A Reader’s Plight

Everyone is talking about some new book. According to everyone, it’s be best thing ever. It’s so awesome. It’s so cool.

“You should read it,” they say every time they see you, varied sometimes with “Have you read it yet?”

And then you finally break down and borrow/buy this fabled best-book-ever, either to shut them up or out of curiosity as to what the fudge the hype is about. And then you open the book and start to read.

And the book is utter crap.

I mean, awful. No decent reader in their right mind would say this book is good. The sentences are clunky, the narration is all over the place, and the dialog feels like it was ripped off from an episode of some TLC drama.

What is wrong with those people that kept telling you to read it?

It’s because those people don’t read like you do. No, you read all the time. You’ve always got a book in your purse, on your nightstand, or sitting beside the bathtub. You’ve read hundreds of books in the past few years. Maybe more. You’ve got a Goodreads list a mile long. Those people don’t even have a Goodreads account.

Or, similar situation, you get a book because the Goodreads reviews were all 4-5 stars, but then the book is so awful you can’t even finish the first chapter. You give it a 1 star, because that’s what it deserves.

Has this happened to you? This has happened to me. I’m cautious when it comes to a new book, which is why I love the library. Free books for me? Yes, please.

For indie books, it’s different. I read one once that had about nine or ten good reviews (4-5 starts) and then the book was horribly written. I mean, 50 Shades was better written that this book. And I gave it one star. I didn’t feel bad about it – should have paid for the professional editor. I was very disappointed. That’s when I learned that Goodreads reviews can lie.

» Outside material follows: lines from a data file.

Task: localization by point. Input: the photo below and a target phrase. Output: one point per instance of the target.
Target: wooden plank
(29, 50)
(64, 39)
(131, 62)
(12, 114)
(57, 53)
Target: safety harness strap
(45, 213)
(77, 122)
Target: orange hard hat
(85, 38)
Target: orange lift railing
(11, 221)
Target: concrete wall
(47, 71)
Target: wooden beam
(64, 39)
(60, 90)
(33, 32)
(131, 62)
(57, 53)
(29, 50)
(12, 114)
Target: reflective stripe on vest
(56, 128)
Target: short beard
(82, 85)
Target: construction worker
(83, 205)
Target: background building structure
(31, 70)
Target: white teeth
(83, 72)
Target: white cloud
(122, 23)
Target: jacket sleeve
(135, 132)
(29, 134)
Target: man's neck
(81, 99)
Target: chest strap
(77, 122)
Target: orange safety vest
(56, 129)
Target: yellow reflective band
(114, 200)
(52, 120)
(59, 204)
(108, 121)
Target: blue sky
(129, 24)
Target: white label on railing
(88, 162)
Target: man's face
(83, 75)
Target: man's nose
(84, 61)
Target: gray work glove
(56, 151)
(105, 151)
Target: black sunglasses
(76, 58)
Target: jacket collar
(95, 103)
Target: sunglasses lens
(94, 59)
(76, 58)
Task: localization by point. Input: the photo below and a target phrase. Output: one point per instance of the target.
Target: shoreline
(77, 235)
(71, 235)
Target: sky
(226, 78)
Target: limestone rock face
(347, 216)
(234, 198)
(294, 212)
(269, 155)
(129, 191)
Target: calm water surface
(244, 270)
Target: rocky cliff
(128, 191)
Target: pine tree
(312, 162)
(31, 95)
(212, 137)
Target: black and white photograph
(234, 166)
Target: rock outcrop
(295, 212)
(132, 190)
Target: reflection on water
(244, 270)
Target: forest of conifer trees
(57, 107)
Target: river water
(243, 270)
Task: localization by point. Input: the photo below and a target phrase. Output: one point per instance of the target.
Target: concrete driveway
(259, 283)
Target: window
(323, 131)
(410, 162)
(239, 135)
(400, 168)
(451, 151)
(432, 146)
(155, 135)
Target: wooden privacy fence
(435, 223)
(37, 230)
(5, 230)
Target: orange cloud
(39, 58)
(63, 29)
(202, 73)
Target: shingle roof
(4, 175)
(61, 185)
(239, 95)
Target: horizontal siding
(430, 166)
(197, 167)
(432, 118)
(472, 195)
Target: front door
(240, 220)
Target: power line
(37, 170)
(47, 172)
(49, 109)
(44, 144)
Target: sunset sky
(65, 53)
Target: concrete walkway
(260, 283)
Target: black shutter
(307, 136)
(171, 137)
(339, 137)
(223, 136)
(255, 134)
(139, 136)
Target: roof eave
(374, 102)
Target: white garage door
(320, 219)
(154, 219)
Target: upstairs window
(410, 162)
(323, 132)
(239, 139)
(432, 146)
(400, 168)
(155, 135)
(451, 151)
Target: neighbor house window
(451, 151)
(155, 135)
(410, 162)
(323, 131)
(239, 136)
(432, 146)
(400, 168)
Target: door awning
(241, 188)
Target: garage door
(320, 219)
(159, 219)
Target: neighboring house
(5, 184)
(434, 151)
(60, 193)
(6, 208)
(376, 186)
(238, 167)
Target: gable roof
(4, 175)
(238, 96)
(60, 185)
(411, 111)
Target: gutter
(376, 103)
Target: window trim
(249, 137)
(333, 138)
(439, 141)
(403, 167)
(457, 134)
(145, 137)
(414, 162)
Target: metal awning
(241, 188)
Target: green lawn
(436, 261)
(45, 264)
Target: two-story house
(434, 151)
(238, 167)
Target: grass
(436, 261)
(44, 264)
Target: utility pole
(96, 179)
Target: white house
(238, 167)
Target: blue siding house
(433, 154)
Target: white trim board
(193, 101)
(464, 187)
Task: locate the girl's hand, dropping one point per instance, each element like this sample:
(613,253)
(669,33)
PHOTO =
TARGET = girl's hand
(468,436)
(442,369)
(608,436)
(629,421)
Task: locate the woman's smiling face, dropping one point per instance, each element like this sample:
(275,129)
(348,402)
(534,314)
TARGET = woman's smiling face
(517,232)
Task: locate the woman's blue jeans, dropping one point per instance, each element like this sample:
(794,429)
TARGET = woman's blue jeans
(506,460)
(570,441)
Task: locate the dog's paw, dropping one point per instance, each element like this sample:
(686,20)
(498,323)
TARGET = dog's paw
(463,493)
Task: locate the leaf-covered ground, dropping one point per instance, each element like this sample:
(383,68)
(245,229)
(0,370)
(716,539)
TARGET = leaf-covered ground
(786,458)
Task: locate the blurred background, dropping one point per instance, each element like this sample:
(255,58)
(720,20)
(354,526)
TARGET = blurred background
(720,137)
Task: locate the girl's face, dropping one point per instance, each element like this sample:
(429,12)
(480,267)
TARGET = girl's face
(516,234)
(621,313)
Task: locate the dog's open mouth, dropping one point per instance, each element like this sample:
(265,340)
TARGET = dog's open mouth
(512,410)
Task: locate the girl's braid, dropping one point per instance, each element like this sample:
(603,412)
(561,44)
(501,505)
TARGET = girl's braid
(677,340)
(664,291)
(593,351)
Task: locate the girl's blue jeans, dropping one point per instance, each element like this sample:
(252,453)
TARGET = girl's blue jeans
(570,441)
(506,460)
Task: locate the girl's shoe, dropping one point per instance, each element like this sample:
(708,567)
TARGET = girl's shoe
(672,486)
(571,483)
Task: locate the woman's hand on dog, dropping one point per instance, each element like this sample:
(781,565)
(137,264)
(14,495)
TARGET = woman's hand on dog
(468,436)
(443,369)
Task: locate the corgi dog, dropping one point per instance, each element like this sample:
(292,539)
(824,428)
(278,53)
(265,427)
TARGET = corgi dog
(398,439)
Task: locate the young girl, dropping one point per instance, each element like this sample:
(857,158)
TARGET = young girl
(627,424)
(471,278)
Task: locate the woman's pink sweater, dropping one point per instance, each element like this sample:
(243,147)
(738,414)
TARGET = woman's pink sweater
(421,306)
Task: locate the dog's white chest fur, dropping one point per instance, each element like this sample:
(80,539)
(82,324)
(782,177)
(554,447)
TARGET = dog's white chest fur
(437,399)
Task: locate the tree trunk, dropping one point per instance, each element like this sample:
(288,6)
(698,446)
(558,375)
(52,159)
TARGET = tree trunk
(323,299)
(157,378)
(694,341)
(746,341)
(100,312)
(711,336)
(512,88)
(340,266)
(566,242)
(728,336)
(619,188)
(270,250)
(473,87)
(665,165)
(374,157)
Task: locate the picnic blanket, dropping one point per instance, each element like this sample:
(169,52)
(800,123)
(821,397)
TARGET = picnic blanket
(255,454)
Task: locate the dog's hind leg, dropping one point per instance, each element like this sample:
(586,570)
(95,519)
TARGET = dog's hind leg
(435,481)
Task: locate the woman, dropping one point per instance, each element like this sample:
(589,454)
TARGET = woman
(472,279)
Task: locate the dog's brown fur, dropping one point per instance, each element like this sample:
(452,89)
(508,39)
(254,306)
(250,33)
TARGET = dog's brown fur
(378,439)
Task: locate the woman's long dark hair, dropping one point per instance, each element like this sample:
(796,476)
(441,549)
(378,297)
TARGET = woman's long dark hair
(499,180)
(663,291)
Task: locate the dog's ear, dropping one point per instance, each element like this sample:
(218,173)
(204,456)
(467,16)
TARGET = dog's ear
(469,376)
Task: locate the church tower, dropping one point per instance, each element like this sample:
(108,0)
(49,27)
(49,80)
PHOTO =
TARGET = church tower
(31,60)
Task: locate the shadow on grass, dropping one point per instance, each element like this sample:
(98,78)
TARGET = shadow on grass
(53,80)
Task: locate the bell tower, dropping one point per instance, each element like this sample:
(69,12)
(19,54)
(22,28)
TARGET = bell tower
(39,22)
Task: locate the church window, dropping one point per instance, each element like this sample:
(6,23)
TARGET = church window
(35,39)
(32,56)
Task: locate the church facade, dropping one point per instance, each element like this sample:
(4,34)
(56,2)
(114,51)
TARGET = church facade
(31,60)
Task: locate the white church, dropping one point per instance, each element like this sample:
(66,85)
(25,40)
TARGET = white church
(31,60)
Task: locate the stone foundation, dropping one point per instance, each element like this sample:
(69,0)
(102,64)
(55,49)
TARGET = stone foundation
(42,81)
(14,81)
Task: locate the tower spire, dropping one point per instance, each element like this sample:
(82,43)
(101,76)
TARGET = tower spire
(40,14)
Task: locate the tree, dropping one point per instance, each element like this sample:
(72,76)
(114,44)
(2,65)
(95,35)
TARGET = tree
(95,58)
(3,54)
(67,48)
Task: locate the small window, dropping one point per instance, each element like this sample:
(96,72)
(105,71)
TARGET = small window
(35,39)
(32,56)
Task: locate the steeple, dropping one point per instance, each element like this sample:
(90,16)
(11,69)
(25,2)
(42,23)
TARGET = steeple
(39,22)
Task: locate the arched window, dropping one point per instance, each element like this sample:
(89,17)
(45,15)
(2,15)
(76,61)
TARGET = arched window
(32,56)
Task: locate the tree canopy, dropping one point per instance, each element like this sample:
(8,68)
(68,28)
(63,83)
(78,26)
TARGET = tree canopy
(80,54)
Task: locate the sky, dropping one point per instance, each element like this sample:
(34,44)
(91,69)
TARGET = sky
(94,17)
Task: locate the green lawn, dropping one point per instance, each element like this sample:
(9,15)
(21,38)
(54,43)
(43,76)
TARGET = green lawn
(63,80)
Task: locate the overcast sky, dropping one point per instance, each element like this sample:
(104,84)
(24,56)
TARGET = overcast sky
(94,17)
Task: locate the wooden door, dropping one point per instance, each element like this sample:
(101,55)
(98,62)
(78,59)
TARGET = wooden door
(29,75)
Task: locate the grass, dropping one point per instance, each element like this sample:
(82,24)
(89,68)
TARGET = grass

That is also why it’s so hard to have success as an indie author, because of authors like the one above who seemed to just chuck out a story without caring to see if it was readable or not.

Conclusion: indie books are a crap-shoot, and being an indie author is hard.

7 thoughts on “A Reader’s Plight

    1. Several, but most notably Game of Thrones. My sister kept nagging me about how good it was, so I borrowed a copy from the library, and didn’t finish it. And then I read several indie books that had 10-20 reviews raving about how good they were, and them both turned out to be horrible.